Die gerahmten Flächen, die Spiegelfelder, sind mit Malereien im oberen Bereich versehen. In den äußeren Feldern sind zwei schablonierte Frauengestalten zu sehen. Welchen Weg die Walküren wohl schreiten? Auf den beiden mittleren, deutlich größeren Feldern befinden sich Ölgemälde. Typisch für die Zeit, geprägt durch den Heimatschutzgedanken, handelt es sich bei den freigelegten Landschaftsdarstellungen um heimatliche Gefilde. Die märkische oder norddeutsche Landschaft mit einer Kate als Tagesbild und für die Nacht stehend eine Flusslandschaft mit dramatischem Himmel. Zwei umlaufende Bronzestriche geben den Bildern ihre Rahmen.

Die Künstler sind nicht bekannt. Die Darstellungen erinnern aber stark an die Seen und Wälder der Berliner Umgebung, wie sie von Walter Leistikow gemalt wurden. Der Maler könnte aber ebenso das Bild „Fischländer Katen / Dornenhaus“ von Paul Müller-Kempf gekannt haben.

Die zeit- und damit auch kostenaufwendige Freilegung wurde von den Bewohnern durchaus kritisch betrachtet, denn für das gleiche Geld hätte man möglicherweise zwei echte Bilder von Leistikow oder Hagemeister kaufen können. Dann wisse man jedenfalls, was man hat.

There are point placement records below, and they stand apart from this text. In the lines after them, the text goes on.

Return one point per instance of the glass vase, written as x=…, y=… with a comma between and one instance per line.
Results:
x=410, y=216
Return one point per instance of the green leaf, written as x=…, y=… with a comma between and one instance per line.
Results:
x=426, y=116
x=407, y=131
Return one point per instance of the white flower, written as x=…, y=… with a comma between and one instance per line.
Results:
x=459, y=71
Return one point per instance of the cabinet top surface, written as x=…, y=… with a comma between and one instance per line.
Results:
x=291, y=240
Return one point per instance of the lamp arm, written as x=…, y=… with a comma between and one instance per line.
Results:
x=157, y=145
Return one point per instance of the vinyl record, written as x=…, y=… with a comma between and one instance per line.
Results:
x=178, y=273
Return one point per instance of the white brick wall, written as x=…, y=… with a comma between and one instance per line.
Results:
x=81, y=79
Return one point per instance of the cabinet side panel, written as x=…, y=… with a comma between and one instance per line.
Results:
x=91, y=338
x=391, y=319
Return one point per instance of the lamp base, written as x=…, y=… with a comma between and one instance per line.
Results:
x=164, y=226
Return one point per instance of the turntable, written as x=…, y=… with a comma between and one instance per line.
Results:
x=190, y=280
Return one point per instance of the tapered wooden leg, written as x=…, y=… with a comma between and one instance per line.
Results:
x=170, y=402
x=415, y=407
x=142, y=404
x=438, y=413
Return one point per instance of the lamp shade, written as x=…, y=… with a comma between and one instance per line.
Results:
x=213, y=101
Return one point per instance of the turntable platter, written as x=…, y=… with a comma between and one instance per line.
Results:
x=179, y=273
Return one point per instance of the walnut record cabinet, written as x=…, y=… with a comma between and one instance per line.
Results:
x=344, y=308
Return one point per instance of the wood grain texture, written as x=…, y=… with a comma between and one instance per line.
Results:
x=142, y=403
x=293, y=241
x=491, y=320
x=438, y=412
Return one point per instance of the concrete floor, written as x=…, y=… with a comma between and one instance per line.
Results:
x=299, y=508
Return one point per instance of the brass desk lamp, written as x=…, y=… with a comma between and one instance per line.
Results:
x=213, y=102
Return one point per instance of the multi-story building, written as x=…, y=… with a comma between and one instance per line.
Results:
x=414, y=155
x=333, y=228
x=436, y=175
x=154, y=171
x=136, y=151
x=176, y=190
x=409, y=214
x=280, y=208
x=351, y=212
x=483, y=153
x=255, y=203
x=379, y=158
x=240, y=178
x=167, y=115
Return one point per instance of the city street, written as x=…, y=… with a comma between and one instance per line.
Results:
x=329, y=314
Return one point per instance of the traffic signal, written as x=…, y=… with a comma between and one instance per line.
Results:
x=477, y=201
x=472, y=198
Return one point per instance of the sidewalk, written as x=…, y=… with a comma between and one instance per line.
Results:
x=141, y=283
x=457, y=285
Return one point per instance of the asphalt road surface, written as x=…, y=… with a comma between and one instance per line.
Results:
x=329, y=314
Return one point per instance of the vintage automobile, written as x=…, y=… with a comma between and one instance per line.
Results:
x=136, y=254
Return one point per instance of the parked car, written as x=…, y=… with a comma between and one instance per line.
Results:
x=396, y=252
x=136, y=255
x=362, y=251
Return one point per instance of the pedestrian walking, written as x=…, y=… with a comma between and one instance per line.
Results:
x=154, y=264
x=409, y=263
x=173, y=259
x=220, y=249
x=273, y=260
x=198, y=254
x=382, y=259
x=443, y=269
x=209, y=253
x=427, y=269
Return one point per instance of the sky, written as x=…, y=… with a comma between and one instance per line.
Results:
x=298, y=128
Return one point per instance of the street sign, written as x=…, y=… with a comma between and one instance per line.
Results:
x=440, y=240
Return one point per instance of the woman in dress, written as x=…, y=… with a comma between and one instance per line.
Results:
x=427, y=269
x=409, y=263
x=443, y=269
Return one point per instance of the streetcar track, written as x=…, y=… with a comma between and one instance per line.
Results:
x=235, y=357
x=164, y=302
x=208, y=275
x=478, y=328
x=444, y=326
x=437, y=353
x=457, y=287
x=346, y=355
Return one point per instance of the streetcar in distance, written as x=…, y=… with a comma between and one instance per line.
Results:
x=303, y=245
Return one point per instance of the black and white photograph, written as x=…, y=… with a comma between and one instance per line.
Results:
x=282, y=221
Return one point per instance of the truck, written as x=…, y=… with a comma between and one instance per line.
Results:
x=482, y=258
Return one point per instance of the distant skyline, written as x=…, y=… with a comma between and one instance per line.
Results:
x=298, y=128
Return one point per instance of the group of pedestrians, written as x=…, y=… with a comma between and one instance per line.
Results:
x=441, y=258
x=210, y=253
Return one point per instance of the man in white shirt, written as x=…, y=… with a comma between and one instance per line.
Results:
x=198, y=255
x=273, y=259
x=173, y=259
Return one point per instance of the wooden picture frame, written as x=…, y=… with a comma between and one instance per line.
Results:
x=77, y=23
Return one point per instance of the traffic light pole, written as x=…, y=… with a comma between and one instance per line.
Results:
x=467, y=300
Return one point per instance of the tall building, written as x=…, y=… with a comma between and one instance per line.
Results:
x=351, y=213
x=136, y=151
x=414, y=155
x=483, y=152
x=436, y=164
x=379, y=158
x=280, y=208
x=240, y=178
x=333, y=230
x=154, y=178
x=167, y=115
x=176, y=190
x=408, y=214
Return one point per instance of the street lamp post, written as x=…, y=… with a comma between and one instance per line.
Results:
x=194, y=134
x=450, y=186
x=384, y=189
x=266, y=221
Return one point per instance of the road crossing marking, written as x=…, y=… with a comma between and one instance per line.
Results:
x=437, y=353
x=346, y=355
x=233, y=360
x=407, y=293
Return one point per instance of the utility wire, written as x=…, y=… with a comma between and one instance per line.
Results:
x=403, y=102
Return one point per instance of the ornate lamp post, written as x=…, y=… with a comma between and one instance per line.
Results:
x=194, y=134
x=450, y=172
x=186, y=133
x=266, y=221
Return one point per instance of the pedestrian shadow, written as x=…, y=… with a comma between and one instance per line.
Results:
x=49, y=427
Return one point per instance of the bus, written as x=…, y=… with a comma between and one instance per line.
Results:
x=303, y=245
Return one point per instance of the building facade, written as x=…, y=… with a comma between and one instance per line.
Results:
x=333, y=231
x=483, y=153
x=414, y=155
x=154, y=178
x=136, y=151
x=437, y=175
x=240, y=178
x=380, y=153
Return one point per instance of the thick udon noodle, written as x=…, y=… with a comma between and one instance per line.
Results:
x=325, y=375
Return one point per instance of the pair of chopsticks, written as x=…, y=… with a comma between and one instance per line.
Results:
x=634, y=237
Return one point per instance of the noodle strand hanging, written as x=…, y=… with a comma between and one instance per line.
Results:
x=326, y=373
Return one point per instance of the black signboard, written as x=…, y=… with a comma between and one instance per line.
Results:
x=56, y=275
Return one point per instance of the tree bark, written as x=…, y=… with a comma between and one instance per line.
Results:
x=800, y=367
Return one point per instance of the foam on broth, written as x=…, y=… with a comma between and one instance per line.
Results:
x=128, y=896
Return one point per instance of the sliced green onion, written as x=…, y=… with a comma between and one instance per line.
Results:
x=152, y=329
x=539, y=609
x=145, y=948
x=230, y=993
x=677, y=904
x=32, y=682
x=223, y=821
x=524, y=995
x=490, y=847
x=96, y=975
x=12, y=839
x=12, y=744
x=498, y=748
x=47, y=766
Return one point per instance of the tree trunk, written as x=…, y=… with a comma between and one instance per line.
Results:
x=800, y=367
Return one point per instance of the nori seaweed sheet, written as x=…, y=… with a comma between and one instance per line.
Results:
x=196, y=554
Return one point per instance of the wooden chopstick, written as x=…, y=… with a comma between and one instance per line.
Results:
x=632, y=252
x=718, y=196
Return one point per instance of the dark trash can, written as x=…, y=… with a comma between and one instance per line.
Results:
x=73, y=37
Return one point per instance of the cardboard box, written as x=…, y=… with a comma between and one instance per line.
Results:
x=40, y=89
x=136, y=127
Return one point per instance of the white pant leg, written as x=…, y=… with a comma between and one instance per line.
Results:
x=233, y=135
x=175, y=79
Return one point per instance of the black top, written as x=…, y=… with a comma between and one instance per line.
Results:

Auch das eigentliche Treppenhaus ist aufwendig gestaltet. Ursprünglich war der untere Wandbereich mit Stoff bespannt. Heute zeigt das Sockelpaneel eine Strukturtapete. Den Abschluss bildet eine Holzleiste, die wiederum mit begleitenden Zierbändern geschmückt ist: Mäander markieren den Treppenverlauf, unterbrochen durch schablonierte Blütenornamente, die Akzente in den Geschossen setzen und die Wohnungseingangstüren rahmen. Die hölzernen
Türen sind reich profiliert, haben im oberen Bereich Glasausschnitte und zusätzlich verglaste Oberlichte.

Florale und geometrische Formen ergänzen sich. Blütenmotive, Mäander- und Zierbänder als  Perlstabornamentik, Schablonenmalerei mit Spiralmustern oder stilisierten Blüten, in Kassetten angeordnet oder als Begleitstreifen aufgetragen. Die wiederhergestellte Gestaltung von Vestibül und Treppenhaus, ein schmuckvoller Eingangsbereich in vornehmer Eleganz gibt einen kleinen Eindruck von dem Bilderreichtum, den es in Berliner Bauten aus der Zeit kurz vor dem Ersten Weltkrieg mannigfach gegeben hat.